A las once de la noche Milli, con su oído pegado a la puerta, pidió silencio porque le parecía que el teclear frenético había disminuido. Agolpados en torno a ella, como una ola que se suspende suave contra un malecón, acordaron entre susurros que ya parecía terminar, pero dos perros que estaban en el porche se enzarzaron de pronto en una fiera y ciega pelea, de esas que se meten a las casas y no prestan atención a los gritos ni a los escobazos. Pilo retomó el ritmo entonces y Milli se fue directo a patear a los perros que salieron lanzando aullidos lastimeros. Mordidas del alba, Entre tus fieros labios, La sonrisa mustia de las hienas, Brebajes de bilis, Alguna vez aullé tu nombre, Acerca tu oído al candado, Insomnio apasionado, Errabundo súbito, Mala espina del rosal y Sinfonía en bandolera fueron los títulos que Pilo salió repitiendo con los labios agrietados y una mirada de arrobo que dejó a todos helados alrededor de las seis de la mañana del día tres. Algunos vieron en él una especie de Lázaro que iba bendiciéndolos uno a uno mientras regresaba de las letras muertas, porque no podía ser síntoma de vida aquello por lo cual había atravesado, un arrebato que ahora hacía que Mónica, sentada en el suelo junto a sus hijas, lo viera como una especie de santo y le perdonara toda la angustia que le había hecho pasar.
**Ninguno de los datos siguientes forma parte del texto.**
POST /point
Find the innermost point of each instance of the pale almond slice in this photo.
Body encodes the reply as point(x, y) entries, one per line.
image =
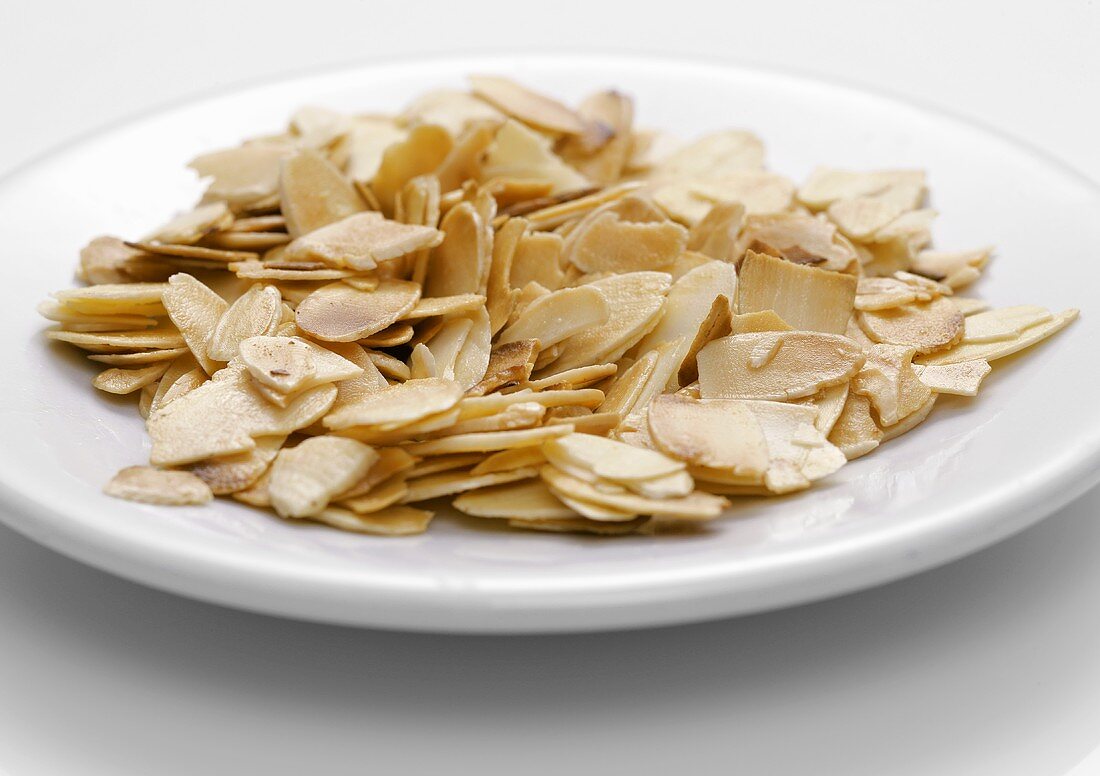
point(305, 478)
point(152, 485)
point(314, 193)
point(694, 506)
point(221, 417)
point(123, 381)
point(530, 500)
point(254, 314)
point(991, 351)
point(776, 365)
point(361, 241)
point(558, 316)
point(405, 403)
point(233, 473)
point(190, 227)
point(805, 297)
point(527, 106)
point(341, 314)
point(930, 326)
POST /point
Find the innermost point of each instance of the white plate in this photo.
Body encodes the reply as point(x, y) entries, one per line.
point(974, 473)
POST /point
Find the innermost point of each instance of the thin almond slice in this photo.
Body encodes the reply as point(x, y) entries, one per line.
point(305, 478)
point(776, 365)
point(341, 314)
point(254, 314)
point(123, 381)
point(158, 487)
point(314, 194)
point(527, 106)
point(361, 241)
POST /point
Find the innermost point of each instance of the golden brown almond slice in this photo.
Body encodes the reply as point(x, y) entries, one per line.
point(341, 314)
point(776, 365)
point(305, 478)
point(455, 266)
point(637, 299)
point(190, 227)
point(241, 175)
point(405, 403)
point(521, 153)
point(606, 243)
point(119, 341)
point(254, 314)
point(361, 241)
point(123, 381)
point(804, 296)
point(713, 155)
point(991, 351)
point(290, 364)
point(930, 326)
point(888, 379)
point(487, 441)
point(196, 310)
point(451, 482)
point(233, 473)
point(719, 434)
point(314, 193)
point(529, 107)
point(419, 153)
point(559, 316)
point(530, 500)
point(694, 506)
point(393, 521)
point(221, 417)
point(152, 485)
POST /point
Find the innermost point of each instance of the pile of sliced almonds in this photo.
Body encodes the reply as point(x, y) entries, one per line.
point(548, 315)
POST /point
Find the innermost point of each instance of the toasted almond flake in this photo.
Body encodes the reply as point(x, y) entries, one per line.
point(801, 363)
point(314, 193)
point(361, 241)
point(123, 381)
point(158, 487)
point(341, 314)
point(527, 106)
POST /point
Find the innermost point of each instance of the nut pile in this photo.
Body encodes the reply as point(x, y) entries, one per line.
point(554, 318)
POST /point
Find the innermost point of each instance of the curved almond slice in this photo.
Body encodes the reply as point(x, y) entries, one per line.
point(314, 194)
point(637, 299)
point(991, 351)
point(694, 506)
point(606, 243)
point(152, 485)
point(361, 241)
point(196, 310)
point(405, 403)
point(930, 326)
point(123, 381)
point(393, 521)
point(527, 106)
point(421, 152)
point(305, 478)
point(341, 314)
point(237, 472)
point(719, 434)
point(190, 227)
point(776, 365)
point(255, 313)
point(559, 316)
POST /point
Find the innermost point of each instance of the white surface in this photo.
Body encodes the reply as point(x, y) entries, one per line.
point(987, 666)
point(916, 502)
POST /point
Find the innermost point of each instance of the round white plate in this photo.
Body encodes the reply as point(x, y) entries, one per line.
point(974, 473)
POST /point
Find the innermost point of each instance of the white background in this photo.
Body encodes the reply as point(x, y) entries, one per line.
point(988, 666)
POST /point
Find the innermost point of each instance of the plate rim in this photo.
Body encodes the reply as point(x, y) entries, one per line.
point(993, 517)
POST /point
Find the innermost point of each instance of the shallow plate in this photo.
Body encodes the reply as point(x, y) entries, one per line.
point(974, 473)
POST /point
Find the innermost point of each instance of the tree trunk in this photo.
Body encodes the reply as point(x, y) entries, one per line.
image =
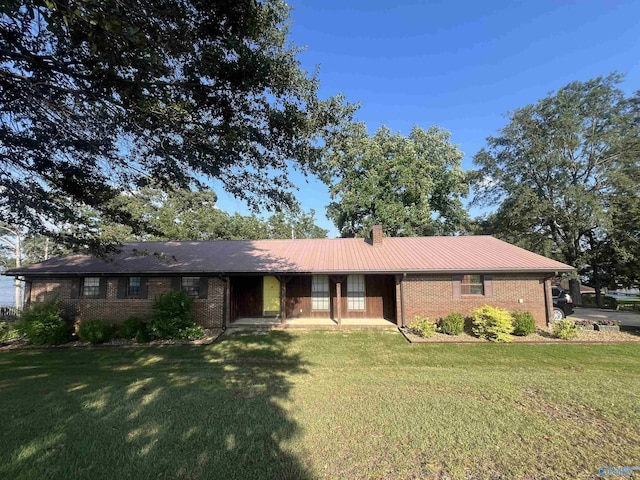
point(597, 284)
point(574, 291)
point(18, 282)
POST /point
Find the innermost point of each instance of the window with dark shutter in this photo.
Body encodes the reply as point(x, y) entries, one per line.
point(472, 285)
point(191, 285)
point(133, 287)
point(90, 287)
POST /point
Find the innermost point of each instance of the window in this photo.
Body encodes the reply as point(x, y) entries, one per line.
point(133, 287)
point(320, 292)
point(90, 287)
point(191, 285)
point(355, 292)
point(472, 285)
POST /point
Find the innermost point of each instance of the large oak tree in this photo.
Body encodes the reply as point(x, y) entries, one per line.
point(98, 97)
point(412, 185)
point(559, 173)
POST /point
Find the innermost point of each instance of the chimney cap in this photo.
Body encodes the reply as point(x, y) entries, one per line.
point(376, 235)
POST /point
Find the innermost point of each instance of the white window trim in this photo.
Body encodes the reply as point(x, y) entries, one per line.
point(359, 296)
point(320, 295)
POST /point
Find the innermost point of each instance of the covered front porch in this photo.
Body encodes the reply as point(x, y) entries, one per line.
point(276, 322)
point(353, 300)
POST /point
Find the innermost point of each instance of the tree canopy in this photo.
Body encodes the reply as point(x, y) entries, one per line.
point(562, 171)
point(188, 215)
point(98, 97)
point(411, 185)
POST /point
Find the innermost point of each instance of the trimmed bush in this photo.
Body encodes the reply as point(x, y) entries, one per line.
point(565, 329)
point(42, 324)
point(130, 327)
point(143, 335)
point(8, 331)
point(422, 327)
point(95, 331)
point(492, 323)
point(172, 317)
point(452, 324)
point(523, 323)
point(192, 333)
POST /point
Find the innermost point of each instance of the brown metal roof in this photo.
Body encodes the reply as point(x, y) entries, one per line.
point(340, 255)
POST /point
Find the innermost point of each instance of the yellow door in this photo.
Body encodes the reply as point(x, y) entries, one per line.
point(270, 296)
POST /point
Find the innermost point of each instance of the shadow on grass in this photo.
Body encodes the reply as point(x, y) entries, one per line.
point(173, 412)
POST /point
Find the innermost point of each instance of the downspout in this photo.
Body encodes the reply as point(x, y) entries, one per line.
point(548, 308)
point(402, 299)
point(225, 301)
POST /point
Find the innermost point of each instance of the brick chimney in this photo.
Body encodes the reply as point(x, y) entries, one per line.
point(376, 235)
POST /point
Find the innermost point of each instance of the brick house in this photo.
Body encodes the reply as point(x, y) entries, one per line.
point(329, 281)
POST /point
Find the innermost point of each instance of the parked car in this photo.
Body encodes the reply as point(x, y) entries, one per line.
point(562, 303)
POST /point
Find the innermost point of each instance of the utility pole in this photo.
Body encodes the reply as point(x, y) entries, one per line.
point(16, 244)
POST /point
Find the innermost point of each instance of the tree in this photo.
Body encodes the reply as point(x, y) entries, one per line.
point(189, 215)
point(99, 96)
point(557, 171)
point(411, 185)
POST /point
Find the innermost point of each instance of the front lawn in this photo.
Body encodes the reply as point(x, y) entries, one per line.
point(320, 404)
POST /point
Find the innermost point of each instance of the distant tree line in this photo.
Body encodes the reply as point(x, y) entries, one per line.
point(116, 117)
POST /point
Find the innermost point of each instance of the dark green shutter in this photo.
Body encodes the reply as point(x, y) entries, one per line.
point(75, 288)
point(457, 285)
point(144, 287)
point(122, 287)
point(203, 290)
point(488, 285)
point(102, 293)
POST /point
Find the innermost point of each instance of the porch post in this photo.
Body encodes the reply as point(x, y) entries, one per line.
point(283, 298)
point(339, 301)
point(283, 302)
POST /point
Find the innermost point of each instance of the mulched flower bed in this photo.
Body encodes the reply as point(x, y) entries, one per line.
point(542, 335)
point(210, 336)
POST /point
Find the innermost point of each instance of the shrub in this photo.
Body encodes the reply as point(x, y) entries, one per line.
point(130, 327)
point(143, 335)
point(523, 323)
point(42, 324)
point(8, 331)
point(452, 324)
point(192, 333)
point(608, 322)
point(422, 327)
point(588, 300)
point(564, 329)
point(172, 316)
point(584, 323)
point(609, 302)
point(492, 323)
point(94, 331)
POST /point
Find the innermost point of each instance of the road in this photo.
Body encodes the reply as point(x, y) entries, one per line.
point(631, 319)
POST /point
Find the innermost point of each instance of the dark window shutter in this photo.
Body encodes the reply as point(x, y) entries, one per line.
point(122, 287)
point(102, 293)
point(203, 287)
point(456, 281)
point(488, 285)
point(75, 288)
point(27, 293)
point(144, 287)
Pilo se acercó a don Braulio y le pidió agua. Usted sabe, don Braulio, usted sabe. La mirada arrugada de don Braulio se apartó de la de Pilo y se fijó en el ángel que iba saliendo por la puerta de atrás, luego regresó lentamente a la mirada de Pilo y sin dejar de verlo le dijo que la fórmula era esa, no parar hasta que la aguja que costuraba la suela se atravesaba en el dedo. Búsquenle agua a este muchacho, ordenó. Sue llamó al hospital y allá estuvo Pilo recuperándose dos días. Los estragos físicos que había producido el haber escrito diez libros de un solo impulso fueron anotados escrupulosamente por el ángel interruptus, quien fue reprendido con dureza, como suele sucederle al tripulante displicente de submarino que no presta atención a la salpicadura que se filtra en el casco y que por sí sola, contiene todo un mar que espera inundar la nave. De los estragos que los diez libros pudieron provocar a la literatura, ya sea como gesto revolucionario o como demostración de la absoluta puerilidad en que puede caer la creación se hablará en otro momento. Discreción con esto último, ha pedido el jefe de la Dirección de Interrupciones.